A Assembleia Municipal (AM) do Porto vai reunir-se na próxima segunda-feira para analisar o relatório final da Comissão de Acompanhamento da Toxicodependência, criada em 2016. Os especialistas ouvidos pela comissão são unânimes em apontar a necessidade de se criarem espaços de consumo assistido na cidade, mas o relatório não aponta qualquer recomendação sobre o modelo a seguir, deixando às forças políticas a possibilidade de o fazerem. O presidente da Câmara do Porto, Rui Moreira, já disse que apoiaria a criação de uma unidade móvel, mas quem trabalha no terreno diz que isso é pouco.

A comissão, criada em Julho de 2016 por proposta conjunta do grupo independente de Rui Moreira e do PS, deveria acompanhar a realização de um estudo sobre a criação de salas de consumo assistido, que se mostrou favorável a essa hipótese. O grupo criado no seio da AM considerou, contudo, que precisava de ouvir alguns especialistas para dar o trabalho por concluído. É o relatório que resultou dessas audições que está agora pronto para ser discutido pelos deputados municipais.

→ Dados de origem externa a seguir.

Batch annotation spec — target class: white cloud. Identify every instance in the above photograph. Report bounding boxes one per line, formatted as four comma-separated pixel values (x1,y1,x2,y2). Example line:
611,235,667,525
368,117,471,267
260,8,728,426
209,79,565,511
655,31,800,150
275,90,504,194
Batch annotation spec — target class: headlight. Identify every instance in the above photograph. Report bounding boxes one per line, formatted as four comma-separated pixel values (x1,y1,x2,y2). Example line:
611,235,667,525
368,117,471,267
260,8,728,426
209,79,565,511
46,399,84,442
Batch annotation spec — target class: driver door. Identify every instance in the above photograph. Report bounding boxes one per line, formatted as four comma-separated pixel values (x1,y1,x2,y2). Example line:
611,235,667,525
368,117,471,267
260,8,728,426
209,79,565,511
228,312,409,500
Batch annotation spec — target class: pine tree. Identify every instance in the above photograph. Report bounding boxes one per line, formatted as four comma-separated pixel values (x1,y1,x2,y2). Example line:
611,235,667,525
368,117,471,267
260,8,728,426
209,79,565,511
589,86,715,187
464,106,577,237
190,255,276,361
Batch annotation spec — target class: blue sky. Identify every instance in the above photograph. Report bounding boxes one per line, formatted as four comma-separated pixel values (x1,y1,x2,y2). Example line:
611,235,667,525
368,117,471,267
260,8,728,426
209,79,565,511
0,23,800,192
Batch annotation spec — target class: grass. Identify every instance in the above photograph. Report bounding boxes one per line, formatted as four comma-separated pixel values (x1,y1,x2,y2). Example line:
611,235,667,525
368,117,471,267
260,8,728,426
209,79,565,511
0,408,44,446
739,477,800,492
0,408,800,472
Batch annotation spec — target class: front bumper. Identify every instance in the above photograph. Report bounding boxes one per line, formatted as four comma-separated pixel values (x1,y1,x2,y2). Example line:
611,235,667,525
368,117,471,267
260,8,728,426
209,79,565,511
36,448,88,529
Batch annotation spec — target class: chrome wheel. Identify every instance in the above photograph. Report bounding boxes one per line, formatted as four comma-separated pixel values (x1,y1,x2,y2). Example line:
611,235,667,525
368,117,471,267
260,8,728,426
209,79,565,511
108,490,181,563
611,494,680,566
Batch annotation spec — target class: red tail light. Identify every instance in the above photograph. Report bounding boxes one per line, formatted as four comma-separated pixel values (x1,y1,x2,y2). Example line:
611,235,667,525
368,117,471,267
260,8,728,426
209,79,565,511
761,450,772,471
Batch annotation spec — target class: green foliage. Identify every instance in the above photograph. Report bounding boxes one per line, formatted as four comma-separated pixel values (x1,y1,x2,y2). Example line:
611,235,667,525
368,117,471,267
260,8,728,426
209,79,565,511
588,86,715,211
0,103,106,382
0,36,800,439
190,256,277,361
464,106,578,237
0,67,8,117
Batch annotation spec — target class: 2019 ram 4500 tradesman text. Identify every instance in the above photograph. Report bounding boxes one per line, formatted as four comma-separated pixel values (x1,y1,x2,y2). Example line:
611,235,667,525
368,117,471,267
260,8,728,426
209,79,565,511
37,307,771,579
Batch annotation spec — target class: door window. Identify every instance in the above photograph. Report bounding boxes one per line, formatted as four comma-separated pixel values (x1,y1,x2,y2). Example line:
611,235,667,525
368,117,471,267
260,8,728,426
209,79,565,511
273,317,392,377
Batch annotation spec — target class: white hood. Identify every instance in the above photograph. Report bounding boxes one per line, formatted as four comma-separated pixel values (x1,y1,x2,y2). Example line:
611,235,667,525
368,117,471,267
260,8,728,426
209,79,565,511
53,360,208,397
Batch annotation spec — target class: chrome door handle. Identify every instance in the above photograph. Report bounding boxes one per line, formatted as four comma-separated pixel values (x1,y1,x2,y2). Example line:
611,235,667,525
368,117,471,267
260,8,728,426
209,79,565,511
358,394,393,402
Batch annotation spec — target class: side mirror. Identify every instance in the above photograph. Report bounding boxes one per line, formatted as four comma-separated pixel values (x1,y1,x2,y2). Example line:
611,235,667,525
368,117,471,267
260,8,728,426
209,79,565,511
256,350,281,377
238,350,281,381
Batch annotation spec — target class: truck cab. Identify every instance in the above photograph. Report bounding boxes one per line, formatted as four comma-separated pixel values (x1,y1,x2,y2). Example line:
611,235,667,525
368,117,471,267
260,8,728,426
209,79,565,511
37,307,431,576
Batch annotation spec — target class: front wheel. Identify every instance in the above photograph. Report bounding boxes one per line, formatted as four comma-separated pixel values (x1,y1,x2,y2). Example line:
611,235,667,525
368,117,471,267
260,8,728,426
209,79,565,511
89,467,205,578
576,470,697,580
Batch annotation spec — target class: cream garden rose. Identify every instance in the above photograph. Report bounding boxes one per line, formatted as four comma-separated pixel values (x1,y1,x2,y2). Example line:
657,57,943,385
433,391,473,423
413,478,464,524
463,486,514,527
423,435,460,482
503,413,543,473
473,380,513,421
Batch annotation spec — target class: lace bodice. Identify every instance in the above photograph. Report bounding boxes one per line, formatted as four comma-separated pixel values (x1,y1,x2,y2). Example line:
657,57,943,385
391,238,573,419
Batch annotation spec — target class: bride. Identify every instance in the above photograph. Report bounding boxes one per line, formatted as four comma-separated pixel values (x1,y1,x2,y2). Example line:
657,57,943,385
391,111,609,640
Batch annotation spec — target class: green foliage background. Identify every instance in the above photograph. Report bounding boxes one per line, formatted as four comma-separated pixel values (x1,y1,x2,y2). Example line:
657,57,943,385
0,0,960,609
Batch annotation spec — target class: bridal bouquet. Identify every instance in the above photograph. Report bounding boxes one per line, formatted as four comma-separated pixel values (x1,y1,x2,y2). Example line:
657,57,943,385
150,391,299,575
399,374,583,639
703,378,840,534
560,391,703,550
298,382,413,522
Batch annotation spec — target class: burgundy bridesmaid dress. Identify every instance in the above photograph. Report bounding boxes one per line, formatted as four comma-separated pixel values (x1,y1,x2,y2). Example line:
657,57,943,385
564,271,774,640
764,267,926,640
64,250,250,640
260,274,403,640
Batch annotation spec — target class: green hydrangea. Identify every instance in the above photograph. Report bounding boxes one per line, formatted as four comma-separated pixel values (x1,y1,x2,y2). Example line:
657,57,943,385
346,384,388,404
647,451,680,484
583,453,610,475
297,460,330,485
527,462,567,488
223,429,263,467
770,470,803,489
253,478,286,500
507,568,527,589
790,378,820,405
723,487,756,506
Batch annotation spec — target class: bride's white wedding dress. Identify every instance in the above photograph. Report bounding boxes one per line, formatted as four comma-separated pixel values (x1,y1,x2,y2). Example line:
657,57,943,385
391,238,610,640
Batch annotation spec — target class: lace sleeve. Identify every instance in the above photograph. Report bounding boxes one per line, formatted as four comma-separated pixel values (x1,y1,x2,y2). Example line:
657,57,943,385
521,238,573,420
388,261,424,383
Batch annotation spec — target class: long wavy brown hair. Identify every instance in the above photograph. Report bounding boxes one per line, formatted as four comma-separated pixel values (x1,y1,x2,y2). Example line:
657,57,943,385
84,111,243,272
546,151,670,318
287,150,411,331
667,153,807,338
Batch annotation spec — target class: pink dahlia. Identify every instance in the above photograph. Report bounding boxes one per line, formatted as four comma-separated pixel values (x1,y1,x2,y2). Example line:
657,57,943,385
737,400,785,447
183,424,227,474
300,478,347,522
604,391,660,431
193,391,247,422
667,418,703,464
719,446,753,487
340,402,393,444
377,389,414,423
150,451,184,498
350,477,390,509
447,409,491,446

Há matérias que estão já desactualizadas – como a referência insistente ao Bairro do Aleixo como um dos principais locais de tráfico e consumo de droga e, por isso mesmo, como o espaço mais vezes apontado como ideal para a instalação de uma eventual sala de consumo assistido. Mas há, sobretudo, muito consenso em torno da necessidade de se criarem espaços deste género e uma preferência clara pela criação de uma unidade móvel e uma estrutura fixa, ainda que amovível – solução, aliás, que já fora apresentada à Câmara do Porto e à Administração Regional de Saúde (ARS) do Norte por um consórcio de seis organizações não-governamentais que trabalham no apoio aos toxicodependentes.

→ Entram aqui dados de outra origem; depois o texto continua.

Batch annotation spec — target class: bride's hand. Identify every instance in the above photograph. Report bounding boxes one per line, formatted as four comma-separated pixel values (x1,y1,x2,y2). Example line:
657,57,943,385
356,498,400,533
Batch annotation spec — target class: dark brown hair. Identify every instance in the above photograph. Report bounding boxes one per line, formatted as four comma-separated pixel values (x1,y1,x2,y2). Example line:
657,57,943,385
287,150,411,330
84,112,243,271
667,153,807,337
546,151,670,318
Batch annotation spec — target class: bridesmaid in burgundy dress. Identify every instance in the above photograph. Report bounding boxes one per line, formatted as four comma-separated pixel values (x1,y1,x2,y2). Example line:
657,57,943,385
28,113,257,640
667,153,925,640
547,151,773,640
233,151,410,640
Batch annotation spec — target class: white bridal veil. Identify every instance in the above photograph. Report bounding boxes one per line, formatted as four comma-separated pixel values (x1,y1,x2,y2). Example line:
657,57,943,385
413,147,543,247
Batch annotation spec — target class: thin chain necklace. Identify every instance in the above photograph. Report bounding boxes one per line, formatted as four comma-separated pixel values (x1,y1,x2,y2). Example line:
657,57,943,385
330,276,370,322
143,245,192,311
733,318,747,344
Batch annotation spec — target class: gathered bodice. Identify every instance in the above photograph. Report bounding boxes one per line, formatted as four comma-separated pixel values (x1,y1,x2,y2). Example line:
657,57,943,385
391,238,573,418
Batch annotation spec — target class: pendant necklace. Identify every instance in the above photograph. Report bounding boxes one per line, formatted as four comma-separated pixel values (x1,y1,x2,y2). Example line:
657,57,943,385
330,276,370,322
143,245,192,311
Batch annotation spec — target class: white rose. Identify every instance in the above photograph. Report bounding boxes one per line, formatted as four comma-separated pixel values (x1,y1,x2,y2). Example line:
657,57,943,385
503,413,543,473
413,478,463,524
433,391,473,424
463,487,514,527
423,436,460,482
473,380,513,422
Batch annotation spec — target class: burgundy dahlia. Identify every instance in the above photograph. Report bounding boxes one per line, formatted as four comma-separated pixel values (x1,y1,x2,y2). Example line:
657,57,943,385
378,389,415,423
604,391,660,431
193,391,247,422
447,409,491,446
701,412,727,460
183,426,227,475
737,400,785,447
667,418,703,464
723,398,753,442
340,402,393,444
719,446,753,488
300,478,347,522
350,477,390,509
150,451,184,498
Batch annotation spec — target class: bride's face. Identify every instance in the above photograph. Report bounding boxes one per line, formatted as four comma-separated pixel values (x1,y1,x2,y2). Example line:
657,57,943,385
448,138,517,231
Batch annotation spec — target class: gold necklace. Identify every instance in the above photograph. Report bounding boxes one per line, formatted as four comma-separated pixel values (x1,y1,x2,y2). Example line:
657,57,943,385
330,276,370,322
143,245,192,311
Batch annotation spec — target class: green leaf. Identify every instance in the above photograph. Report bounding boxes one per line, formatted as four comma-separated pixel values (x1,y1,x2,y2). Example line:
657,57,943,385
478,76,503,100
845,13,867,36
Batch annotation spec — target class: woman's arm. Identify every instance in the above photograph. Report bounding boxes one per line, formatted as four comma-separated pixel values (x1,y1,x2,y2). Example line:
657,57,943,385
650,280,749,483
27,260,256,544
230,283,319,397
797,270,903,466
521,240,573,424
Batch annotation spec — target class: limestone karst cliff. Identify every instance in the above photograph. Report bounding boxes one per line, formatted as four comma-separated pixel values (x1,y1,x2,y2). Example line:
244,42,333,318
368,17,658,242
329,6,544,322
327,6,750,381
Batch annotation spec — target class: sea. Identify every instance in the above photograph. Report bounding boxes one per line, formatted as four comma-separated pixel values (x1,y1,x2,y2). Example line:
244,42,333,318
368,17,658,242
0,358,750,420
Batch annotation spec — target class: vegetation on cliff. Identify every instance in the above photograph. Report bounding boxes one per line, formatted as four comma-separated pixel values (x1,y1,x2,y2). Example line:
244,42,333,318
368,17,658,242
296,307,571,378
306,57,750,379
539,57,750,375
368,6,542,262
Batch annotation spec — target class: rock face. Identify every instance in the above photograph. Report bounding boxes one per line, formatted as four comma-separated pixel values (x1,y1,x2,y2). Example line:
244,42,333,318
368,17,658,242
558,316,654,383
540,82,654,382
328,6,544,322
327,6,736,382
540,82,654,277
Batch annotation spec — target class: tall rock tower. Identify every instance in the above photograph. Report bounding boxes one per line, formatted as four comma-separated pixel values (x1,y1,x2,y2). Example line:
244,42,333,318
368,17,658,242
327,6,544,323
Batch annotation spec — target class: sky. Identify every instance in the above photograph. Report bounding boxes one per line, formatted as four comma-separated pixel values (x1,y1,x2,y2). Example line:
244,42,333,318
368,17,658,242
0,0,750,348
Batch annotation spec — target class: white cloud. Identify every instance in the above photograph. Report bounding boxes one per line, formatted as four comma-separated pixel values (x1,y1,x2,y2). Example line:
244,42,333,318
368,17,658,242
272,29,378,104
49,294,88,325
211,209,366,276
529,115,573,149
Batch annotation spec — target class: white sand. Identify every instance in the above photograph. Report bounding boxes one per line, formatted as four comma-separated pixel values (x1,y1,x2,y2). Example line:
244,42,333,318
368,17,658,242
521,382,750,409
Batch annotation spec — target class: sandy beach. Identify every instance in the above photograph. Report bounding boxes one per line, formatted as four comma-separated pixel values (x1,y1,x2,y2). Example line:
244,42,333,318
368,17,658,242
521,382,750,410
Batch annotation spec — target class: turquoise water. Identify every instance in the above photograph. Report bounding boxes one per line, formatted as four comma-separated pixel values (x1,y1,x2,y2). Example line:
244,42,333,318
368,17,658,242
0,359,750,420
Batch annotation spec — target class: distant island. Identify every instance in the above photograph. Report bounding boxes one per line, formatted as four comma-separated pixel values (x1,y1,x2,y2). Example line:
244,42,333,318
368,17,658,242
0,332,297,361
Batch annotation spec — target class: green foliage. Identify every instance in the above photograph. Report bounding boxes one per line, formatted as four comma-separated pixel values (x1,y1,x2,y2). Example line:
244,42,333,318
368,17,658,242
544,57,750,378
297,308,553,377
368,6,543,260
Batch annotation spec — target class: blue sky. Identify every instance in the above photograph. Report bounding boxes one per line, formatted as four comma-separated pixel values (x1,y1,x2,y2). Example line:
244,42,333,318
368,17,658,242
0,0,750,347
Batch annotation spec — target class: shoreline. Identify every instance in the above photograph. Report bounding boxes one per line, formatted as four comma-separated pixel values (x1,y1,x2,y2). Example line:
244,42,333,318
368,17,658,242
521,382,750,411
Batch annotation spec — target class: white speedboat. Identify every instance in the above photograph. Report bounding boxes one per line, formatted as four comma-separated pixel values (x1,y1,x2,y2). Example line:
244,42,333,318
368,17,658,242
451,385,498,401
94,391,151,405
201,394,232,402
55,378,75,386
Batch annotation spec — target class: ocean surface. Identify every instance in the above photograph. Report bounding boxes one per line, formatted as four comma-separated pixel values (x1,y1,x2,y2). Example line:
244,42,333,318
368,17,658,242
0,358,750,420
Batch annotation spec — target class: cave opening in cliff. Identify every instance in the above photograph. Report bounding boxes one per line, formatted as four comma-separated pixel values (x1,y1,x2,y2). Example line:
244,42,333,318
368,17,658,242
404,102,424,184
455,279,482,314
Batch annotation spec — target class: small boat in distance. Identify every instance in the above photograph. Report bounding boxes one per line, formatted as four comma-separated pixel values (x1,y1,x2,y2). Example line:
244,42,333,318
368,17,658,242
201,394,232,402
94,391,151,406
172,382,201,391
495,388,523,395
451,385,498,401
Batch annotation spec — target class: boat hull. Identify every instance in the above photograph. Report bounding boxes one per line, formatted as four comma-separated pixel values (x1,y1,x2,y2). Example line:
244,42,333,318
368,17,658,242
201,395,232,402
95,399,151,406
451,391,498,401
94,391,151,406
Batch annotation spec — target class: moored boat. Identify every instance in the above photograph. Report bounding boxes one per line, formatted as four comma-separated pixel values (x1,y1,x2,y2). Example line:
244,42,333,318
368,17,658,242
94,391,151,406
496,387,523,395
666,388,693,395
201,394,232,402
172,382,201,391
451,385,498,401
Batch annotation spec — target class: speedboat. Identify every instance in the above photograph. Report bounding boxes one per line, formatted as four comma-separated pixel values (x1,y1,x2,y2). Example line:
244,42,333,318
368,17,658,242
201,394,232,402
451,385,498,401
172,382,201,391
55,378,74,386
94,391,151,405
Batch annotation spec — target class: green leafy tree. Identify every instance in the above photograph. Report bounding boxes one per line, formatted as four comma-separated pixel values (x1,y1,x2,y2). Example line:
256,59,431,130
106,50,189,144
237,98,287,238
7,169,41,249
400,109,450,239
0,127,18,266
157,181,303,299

À questão colocada pelos deputados municipais sobre se o modelo a adoptar deveria ser fixo ou móvel, Rui Morais, psicólogo e membro do Caso — Consumidores Associados Sobrevivem Organizados (uma das estruturas do consórcio) remeteu para a proposta apresentada: “O documento contempla uma sala fixa na zona Ocidental com uma estrutura amovível e depois uma equipa móvel que possa circular por outros locais onde exista consumo a céu aberto.”

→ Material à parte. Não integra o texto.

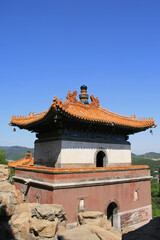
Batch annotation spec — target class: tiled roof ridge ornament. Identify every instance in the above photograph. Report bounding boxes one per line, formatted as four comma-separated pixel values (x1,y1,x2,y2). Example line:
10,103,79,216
79,85,89,104
89,95,99,108
53,96,62,107
66,90,77,103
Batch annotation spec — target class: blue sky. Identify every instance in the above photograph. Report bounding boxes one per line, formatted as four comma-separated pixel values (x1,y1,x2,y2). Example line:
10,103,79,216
0,0,160,154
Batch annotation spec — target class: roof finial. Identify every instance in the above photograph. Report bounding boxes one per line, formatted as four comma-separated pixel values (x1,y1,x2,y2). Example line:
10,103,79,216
79,85,88,104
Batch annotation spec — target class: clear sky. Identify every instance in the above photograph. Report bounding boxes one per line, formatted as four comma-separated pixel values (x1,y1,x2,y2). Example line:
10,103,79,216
0,0,160,154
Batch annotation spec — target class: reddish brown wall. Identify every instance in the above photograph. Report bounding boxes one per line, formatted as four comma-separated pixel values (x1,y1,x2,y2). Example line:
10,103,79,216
15,170,151,224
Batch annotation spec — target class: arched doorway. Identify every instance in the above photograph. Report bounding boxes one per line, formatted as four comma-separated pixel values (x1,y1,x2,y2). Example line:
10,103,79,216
96,151,106,167
107,202,119,228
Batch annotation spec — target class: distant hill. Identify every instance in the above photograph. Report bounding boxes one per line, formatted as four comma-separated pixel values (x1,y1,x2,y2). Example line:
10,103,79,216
138,152,160,159
0,146,34,161
132,155,160,176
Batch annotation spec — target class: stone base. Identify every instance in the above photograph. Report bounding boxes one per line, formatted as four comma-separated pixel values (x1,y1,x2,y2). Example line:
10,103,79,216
118,205,152,227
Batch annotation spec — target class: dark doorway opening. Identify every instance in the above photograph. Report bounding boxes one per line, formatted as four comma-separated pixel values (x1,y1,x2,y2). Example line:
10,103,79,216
96,151,106,167
107,202,118,228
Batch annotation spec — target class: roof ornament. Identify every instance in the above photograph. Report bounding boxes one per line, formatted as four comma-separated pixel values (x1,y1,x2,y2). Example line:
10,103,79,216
131,114,136,119
79,85,89,104
89,95,99,108
53,96,62,107
66,90,77,103
29,112,34,117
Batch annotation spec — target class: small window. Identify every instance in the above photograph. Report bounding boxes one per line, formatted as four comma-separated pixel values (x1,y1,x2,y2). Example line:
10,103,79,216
78,198,85,211
133,189,139,201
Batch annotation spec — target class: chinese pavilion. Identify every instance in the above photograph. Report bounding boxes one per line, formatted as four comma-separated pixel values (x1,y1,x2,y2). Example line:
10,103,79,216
10,85,156,228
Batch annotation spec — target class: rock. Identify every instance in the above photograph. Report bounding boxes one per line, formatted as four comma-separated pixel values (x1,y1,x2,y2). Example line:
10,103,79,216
30,218,58,237
0,182,16,193
0,219,14,240
0,182,23,204
0,164,10,181
88,226,121,240
0,204,16,218
122,217,160,240
0,192,17,205
32,204,66,222
15,203,40,216
57,226,99,240
10,212,31,239
78,211,104,219
57,226,66,234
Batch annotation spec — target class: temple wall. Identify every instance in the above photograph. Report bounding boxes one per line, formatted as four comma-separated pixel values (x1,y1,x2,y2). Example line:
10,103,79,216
34,140,61,167
15,168,152,228
61,141,131,167
34,140,131,167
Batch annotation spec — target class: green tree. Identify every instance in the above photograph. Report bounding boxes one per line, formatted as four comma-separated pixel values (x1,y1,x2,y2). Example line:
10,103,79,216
0,148,8,165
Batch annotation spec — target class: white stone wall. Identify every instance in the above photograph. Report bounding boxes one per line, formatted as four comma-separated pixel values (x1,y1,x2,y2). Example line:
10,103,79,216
35,140,131,167
61,141,131,165
34,140,61,167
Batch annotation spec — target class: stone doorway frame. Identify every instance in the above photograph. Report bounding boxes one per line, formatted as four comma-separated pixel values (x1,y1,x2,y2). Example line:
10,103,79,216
94,148,108,167
106,200,120,229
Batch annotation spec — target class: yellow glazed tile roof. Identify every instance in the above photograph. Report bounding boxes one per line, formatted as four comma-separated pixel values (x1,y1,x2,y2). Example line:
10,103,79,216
8,153,34,168
9,91,156,129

Também José António Pinto, assistente social da Junta de Campanhã apontou o mesmo caminho: “Devia haver uma unidade fixa e uma unidade móvel, que se pudesse deslocar”, cita o relatório. Maria Dulce Pinto, directora executiva do agrupamento de centros de saúde do grande Porto, chamou a atenção para o problema de uma estrutura móvel só servir duas pessoas de cada vez, o que no seu entender é insuficiente, enquanto Abílio Meneses, técnico nos projectos de redução de riscos e minimização de danos, explicou que dificilmente os toxicodependentes serão capazes de cumprir os horários que uma carrinha móvel faça. “Nós somos animais de hábitos e se tivermos uma sala fixa a que podemos acorrer diariamente a qualquer hora é lá que vamos”, disse.

"Criação de unidade fixa"

É com base nestas e outras opiniões que as forças políticas representadas na AM deverão apresentar as suas recomendações. Pelo grupo de Rui Moreira, André Noronha confirmou que está a ser preparada uma recomendação, mas recusou-se a adiantar o seu conteúdo. Gustavo Pimenta, do PS, explica que o partido ainda está a ultimar a proposta que o partido irá apresentar, mas adianta que esta deverá recomendar a criação “de uma unidade fixa mas amovível e o reforço das instituições que estão no terreno de forma a capacitá-las para serem elas próprias a operar as salas móveis [carrinhas]”.

O PÚBLICO não conseguiu obter a posição do PSD e Rui Sá, da CDU, explicou que só esta sexta-feira é que serão decididos os termos da recomendação comunista. Já o Bloco de Esquerda não deverá apresentar uma proposta muito diferente daquela que foi chumbada pela AM em 2016. “Ainda vamos decidir os termos exactos, mas deve ir no mesmo sentido de criação de espaços de consumo assistido, porque as audições na comissão reforçam essa urgência”, diz Pedro Lourenço. Bebiana Cunha, do PAN – Pessoas Animais Natureza defende um modelo “biopsicossocial, em que se trabalhe com as pessoas, trazendo-as de volta para o sistema”, e que envolva obrigatoriamente a Câmara do Porto e a ARS Norte.

Esse envolvimento, nomeadamente ao nível do financiamento, é a grande questão que poderá subsistir no final da AM de segunda-feira – e que, por si só, poderá atrasar de novo o avanço dos espaços de consumo assistido.